Presiden Joko Widodo (Jokowi) semakin sensasional setelah menyatakan rencananya untuk membatasi jumlah mahasiswa yang masuk perguruan tinggi negeri. Wacana tersebut beliau sampaikan saat berpidato sekaligus menutup Rembuk Nasional Asosiasi Perguruan Tinggi Swasta Indonesia (APTISI) di Universitas Indonusa Esa Unggul.
Presiden Jokowi mengganggap perguruan tinggi negeri (PTN) tidak baik menampung mahasiswa dalam jumlah yang banyak. Akibatnya, dalam proses perkuliahan baik mahasiswa atapun dosen tidak mencapai tingkat fokus yang diinginkan, sehingga ilmu yang didapatkan tidak sesuai harapan.

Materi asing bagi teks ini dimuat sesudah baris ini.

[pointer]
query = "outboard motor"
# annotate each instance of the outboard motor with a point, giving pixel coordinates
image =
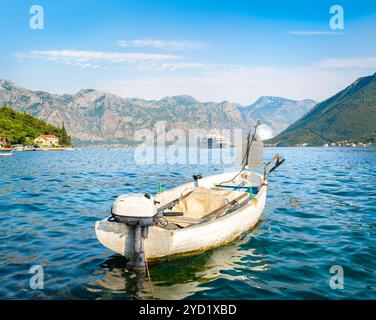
(137, 211)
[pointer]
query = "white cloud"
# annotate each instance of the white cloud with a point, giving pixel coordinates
(162, 44)
(315, 33)
(362, 63)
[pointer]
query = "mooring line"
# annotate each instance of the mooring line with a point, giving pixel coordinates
(148, 273)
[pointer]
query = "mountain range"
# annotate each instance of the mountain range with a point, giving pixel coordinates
(92, 116)
(349, 115)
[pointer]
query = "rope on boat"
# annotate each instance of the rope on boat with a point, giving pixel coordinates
(149, 278)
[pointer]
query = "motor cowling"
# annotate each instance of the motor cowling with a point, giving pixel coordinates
(133, 209)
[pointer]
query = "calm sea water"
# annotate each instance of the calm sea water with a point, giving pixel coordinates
(320, 212)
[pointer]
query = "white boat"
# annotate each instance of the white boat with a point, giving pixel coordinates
(189, 219)
(215, 141)
(193, 231)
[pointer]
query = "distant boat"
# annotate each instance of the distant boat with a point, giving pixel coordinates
(194, 217)
(215, 141)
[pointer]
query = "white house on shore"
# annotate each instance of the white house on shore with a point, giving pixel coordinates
(48, 141)
(3, 142)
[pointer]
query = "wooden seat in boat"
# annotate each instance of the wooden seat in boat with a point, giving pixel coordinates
(201, 203)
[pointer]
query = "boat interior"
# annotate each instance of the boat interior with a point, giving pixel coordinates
(203, 204)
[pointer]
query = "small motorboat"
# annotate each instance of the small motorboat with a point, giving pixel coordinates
(189, 219)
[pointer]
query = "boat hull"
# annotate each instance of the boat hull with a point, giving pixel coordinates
(162, 243)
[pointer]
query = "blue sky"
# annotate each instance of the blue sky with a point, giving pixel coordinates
(212, 50)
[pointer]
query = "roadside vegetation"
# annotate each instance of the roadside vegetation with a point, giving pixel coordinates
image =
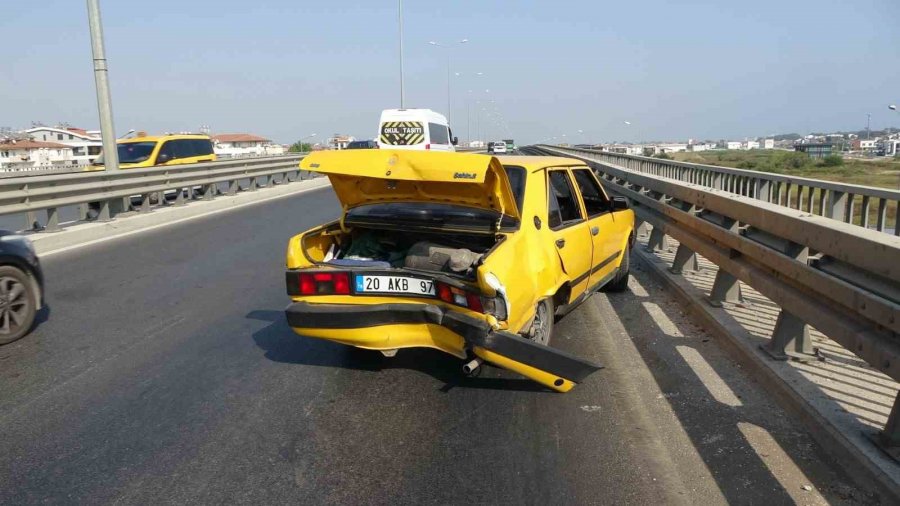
(881, 172)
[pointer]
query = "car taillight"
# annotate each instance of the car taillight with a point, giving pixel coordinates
(444, 293)
(459, 297)
(307, 284)
(474, 302)
(324, 283)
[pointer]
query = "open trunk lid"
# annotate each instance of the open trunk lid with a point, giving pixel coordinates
(361, 177)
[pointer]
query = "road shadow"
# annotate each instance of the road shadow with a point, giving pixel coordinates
(281, 344)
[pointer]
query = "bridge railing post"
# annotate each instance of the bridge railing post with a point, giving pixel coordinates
(52, 220)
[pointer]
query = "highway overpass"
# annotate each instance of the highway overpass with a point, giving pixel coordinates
(164, 371)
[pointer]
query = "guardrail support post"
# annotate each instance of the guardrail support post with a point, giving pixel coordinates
(640, 228)
(889, 439)
(30, 220)
(685, 259)
(837, 205)
(52, 220)
(790, 339)
(105, 212)
(658, 240)
(726, 288)
(764, 190)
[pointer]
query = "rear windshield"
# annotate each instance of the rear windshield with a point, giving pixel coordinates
(439, 133)
(428, 214)
(516, 176)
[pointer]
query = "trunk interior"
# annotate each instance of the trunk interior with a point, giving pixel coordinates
(451, 254)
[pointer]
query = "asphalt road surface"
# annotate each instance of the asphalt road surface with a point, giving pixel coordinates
(165, 373)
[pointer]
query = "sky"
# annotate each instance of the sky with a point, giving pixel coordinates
(284, 69)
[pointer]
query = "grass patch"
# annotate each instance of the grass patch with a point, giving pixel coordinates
(883, 173)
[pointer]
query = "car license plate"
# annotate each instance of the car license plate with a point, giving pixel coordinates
(394, 284)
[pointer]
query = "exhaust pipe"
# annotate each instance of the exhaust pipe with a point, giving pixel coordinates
(471, 366)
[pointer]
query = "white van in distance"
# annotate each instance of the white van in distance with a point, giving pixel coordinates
(421, 129)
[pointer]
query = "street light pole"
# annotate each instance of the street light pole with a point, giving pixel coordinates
(101, 78)
(448, 48)
(400, 22)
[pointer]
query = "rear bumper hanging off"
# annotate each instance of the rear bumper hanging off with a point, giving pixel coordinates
(506, 349)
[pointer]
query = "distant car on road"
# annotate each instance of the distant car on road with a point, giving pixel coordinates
(21, 286)
(476, 261)
(151, 151)
(362, 145)
(415, 129)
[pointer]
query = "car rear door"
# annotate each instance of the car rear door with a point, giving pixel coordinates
(601, 224)
(571, 232)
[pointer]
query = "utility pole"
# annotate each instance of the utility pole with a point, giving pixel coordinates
(101, 77)
(400, 15)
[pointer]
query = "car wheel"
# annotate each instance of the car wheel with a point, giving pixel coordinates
(542, 325)
(17, 304)
(620, 282)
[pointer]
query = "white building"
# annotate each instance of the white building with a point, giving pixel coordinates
(23, 155)
(670, 148)
(86, 145)
(867, 143)
(244, 145)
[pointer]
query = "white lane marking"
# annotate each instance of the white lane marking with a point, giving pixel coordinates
(637, 288)
(781, 465)
(709, 377)
(175, 222)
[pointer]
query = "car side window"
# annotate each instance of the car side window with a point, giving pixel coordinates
(562, 198)
(168, 149)
(595, 200)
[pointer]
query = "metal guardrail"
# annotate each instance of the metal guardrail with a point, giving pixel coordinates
(110, 193)
(866, 206)
(841, 278)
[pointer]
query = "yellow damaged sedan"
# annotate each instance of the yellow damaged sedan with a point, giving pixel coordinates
(472, 255)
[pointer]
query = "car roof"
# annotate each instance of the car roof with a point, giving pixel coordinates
(152, 138)
(540, 162)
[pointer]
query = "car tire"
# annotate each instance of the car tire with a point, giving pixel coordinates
(18, 304)
(542, 325)
(620, 282)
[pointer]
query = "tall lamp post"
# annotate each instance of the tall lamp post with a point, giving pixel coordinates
(448, 47)
(101, 78)
(400, 24)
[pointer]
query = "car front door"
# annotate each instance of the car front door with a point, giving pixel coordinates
(571, 233)
(601, 222)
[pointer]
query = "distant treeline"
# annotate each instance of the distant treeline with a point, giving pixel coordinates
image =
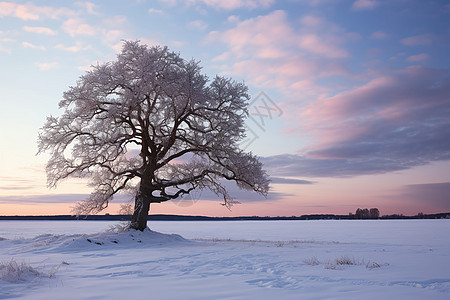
(203, 218)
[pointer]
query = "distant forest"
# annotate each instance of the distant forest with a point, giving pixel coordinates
(360, 214)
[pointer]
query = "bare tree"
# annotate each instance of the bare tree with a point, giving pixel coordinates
(151, 123)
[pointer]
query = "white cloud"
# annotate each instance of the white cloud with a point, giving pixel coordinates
(40, 30)
(155, 11)
(89, 7)
(76, 48)
(418, 40)
(47, 66)
(226, 5)
(75, 27)
(364, 4)
(3, 47)
(198, 24)
(32, 46)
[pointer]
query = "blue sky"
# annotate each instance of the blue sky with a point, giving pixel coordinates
(359, 90)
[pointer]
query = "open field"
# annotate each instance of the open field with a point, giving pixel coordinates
(407, 259)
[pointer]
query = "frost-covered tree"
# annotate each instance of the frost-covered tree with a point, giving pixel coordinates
(150, 123)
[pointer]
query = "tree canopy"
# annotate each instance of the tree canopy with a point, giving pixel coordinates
(150, 123)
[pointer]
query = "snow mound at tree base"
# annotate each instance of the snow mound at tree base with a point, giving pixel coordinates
(128, 239)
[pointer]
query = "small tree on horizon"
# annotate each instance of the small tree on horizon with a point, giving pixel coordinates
(151, 124)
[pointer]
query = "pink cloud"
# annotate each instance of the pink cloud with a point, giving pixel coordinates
(418, 57)
(30, 11)
(379, 35)
(319, 45)
(269, 51)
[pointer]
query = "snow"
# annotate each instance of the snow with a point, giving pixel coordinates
(404, 259)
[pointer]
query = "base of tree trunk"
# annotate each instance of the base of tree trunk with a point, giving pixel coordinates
(140, 215)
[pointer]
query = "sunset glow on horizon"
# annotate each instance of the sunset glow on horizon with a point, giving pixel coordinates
(350, 100)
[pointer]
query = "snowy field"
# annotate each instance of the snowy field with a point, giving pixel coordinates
(407, 259)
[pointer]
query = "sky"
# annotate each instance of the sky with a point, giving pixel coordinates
(350, 99)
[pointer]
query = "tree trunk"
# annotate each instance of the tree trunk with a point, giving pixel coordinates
(140, 214)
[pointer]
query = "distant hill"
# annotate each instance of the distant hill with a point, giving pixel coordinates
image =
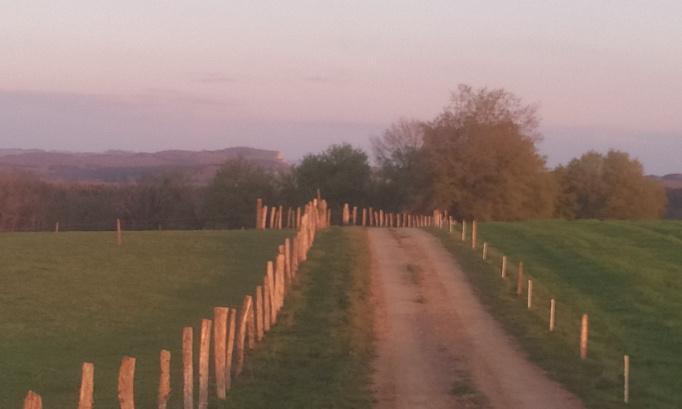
(127, 167)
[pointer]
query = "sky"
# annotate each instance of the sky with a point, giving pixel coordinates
(297, 76)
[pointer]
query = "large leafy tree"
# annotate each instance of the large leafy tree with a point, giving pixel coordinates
(483, 161)
(610, 186)
(341, 173)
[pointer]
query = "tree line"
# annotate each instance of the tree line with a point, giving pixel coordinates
(478, 159)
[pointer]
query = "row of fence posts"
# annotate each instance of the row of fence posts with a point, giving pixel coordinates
(520, 281)
(370, 217)
(233, 331)
(377, 218)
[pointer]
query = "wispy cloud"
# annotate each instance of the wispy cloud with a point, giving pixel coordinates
(212, 78)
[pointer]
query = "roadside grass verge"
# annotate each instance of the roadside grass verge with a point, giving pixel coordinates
(318, 355)
(625, 275)
(73, 297)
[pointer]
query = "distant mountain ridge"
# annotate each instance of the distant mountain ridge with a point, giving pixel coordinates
(126, 167)
(672, 181)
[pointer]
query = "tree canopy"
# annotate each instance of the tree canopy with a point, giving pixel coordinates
(342, 173)
(403, 184)
(610, 186)
(483, 161)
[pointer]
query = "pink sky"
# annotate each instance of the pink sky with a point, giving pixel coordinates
(298, 76)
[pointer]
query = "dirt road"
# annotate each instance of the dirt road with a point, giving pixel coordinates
(437, 346)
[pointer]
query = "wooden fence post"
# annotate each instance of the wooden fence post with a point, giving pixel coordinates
(264, 217)
(230, 348)
(626, 376)
(204, 348)
(259, 212)
(164, 379)
(87, 385)
(219, 344)
(287, 263)
(259, 312)
(33, 401)
(118, 231)
(273, 289)
(251, 324)
(266, 304)
(583, 337)
(126, 377)
(279, 279)
(530, 294)
(187, 369)
(474, 232)
(241, 335)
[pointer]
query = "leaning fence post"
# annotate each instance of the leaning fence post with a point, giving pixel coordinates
(474, 233)
(33, 401)
(126, 378)
(530, 294)
(219, 343)
(87, 385)
(164, 379)
(626, 375)
(241, 334)
(230, 348)
(259, 212)
(583, 337)
(204, 348)
(259, 312)
(187, 369)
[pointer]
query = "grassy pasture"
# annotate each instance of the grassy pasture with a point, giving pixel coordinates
(68, 298)
(626, 275)
(321, 357)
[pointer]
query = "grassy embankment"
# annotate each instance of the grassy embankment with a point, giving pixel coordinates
(321, 357)
(68, 298)
(626, 275)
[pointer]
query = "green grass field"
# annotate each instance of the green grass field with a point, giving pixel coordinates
(68, 298)
(321, 358)
(626, 275)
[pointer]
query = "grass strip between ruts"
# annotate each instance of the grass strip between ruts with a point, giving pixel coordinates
(319, 353)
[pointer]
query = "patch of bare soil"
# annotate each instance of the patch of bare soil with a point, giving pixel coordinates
(437, 347)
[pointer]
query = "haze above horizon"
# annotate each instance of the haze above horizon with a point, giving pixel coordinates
(299, 76)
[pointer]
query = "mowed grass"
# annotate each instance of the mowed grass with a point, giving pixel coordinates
(627, 276)
(69, 298)
(319, 354)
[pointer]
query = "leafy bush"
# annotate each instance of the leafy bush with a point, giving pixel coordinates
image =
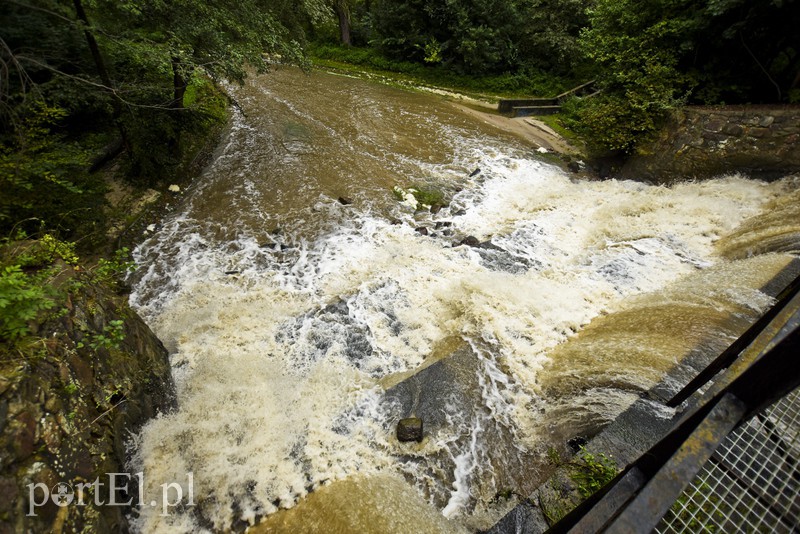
(22, 298)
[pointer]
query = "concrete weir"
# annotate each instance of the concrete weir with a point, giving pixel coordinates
(635, 431)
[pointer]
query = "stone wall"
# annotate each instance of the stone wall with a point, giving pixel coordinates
(702, 142)
(68, 404)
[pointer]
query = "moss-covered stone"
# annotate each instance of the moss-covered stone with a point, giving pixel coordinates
(67, 409)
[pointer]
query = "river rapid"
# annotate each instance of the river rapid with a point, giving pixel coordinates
(291, 317)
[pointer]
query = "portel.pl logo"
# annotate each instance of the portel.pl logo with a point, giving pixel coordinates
(63, 494)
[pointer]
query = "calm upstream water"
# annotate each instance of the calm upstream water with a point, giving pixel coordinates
(290, 317)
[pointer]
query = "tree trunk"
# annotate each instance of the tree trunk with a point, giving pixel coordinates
(178, 84)
(93, 47)
(102, 71)
(343, 13)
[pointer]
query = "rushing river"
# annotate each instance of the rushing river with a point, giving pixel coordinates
(292, 319)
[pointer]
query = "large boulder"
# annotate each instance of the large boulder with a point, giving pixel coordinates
(70, 399)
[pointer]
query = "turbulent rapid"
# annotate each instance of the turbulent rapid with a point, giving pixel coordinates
(294, 321)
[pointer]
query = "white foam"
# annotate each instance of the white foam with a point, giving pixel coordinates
(277, 395)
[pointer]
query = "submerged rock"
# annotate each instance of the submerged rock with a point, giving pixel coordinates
(470, 241)
(410, 429)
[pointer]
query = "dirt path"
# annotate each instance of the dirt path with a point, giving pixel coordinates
(532, 130)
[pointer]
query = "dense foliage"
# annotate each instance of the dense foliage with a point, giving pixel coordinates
(648, 56)
(80, 77)
(651, 56)
(82, 81)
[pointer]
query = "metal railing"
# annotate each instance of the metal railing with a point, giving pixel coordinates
(730, 464)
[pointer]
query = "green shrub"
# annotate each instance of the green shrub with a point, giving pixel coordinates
(22, 298)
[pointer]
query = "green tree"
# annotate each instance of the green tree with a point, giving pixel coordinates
(655, 55)
(73, 69)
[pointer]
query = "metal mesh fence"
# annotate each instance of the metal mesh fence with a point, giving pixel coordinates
(752, 483)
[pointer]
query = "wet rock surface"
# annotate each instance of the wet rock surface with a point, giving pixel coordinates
(701, 142)
(67, 413)
(450, 397)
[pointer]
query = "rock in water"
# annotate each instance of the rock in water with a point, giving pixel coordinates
(409, 429)
(470, 241)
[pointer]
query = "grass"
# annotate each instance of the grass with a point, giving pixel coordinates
(405, 73)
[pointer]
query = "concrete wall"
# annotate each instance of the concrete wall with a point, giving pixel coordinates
(701, 142)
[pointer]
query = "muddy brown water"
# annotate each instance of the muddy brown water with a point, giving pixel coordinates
(292, 319)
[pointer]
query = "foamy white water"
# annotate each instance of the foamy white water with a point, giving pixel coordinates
(279, 365)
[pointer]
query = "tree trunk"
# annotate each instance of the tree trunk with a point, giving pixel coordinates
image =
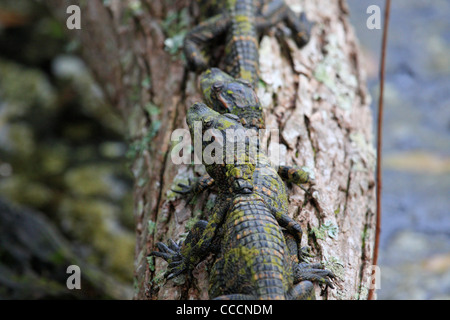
(316, 96)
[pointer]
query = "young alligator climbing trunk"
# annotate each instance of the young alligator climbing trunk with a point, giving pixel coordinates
(242, 21)
(252, 258)
(225, 94)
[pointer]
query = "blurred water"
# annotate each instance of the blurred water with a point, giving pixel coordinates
(415, 239)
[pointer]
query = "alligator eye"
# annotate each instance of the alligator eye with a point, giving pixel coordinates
(246, 82)
(207, 124)
(218, 86)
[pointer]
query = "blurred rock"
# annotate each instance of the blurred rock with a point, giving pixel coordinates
(34, 258)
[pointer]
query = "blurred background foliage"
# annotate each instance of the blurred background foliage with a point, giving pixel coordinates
(62, 158)
(61, 153)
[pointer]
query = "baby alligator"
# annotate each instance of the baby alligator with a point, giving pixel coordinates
(253, 259)
(241, 21)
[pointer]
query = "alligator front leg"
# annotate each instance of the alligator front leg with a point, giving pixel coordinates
(195, 188)
(197, 244)
(314, 272)
(297, 176)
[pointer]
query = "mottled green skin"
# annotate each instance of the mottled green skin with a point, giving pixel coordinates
(225, 94)
(254, 259)
(242, 21)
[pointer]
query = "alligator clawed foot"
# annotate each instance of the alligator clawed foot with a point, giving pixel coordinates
(172, 254)
(314, 272)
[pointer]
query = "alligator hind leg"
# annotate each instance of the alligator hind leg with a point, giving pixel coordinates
(200, 36)
(277, 11)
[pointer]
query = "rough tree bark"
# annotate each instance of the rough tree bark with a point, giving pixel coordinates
(315, 96)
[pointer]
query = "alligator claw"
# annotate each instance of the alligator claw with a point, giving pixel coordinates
(172, 254)
(314, 272)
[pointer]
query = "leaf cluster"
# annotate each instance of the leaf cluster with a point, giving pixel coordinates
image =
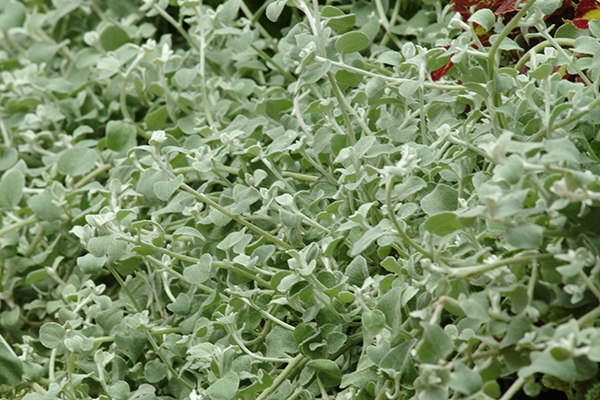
(192, 208)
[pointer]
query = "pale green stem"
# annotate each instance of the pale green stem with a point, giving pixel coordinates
(566, 121)
(92, 175)
(563, 53)
(31, 220)
(150, 338)
(386, 24)
(267, 58)
(492, 59)
(590, 285)
(255, 22)
(268, 315)
(589, 318)
(208, 201)
(390, 79)
(536, 49)
(513, 389)
(5, 134)
(466, 272)
(392, 215)
(202, 49)
(298, 361)
(175, 25)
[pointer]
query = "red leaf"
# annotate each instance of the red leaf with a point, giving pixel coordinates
(585, 11)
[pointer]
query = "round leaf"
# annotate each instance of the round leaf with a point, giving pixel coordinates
(224, 388)
(442, 224)
(120, 136)
(327, 371)
(51, 335)
(11, 189)
(351, 42)
(76, 161)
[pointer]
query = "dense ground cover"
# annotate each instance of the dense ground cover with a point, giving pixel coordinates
(299, 200)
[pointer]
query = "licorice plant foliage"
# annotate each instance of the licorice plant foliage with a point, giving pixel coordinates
(238, 200)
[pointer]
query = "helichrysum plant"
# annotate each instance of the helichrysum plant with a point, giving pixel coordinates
(296, 199)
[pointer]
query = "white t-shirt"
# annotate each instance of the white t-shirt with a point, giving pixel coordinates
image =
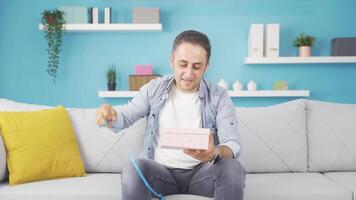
(182, 110)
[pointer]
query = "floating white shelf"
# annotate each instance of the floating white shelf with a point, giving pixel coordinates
(110, 27)
(300, 60)
(257, 93)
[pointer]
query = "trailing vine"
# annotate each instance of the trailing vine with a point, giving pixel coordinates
(53, 29)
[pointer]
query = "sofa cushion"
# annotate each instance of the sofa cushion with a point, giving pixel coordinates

Selain itu, beliau juga beranggapan jumlah mahasiswa yang ada di perguruan tinggi negeri tidak sesuai dengan jumlah tenaga pengajar.
Alasan yang dikemukakan oleh Presiden Jokowi terlalu dangkal untuk menerapkan pembatasan jumlah mahasiswa semacam itu. Selama ini, anak-anak Indonesia yang baru saja tamat SMA lebih memilih perguruan tinggi negeri daripada perguruan tinggi swasta. Bagaimana mungkin dengan beraninya beliau menghantui mimpi ribuan anak Indonesia untuk kuliah di PTN idaman mereka?
Alasan yang dangkal
Menarik untuk membahas lebih lanjut tentang alasan wacana pembatasan jumlah mahasiswa yang masuk PTN. Mengingat PTN diminati oleh banyak calon mahasiswa.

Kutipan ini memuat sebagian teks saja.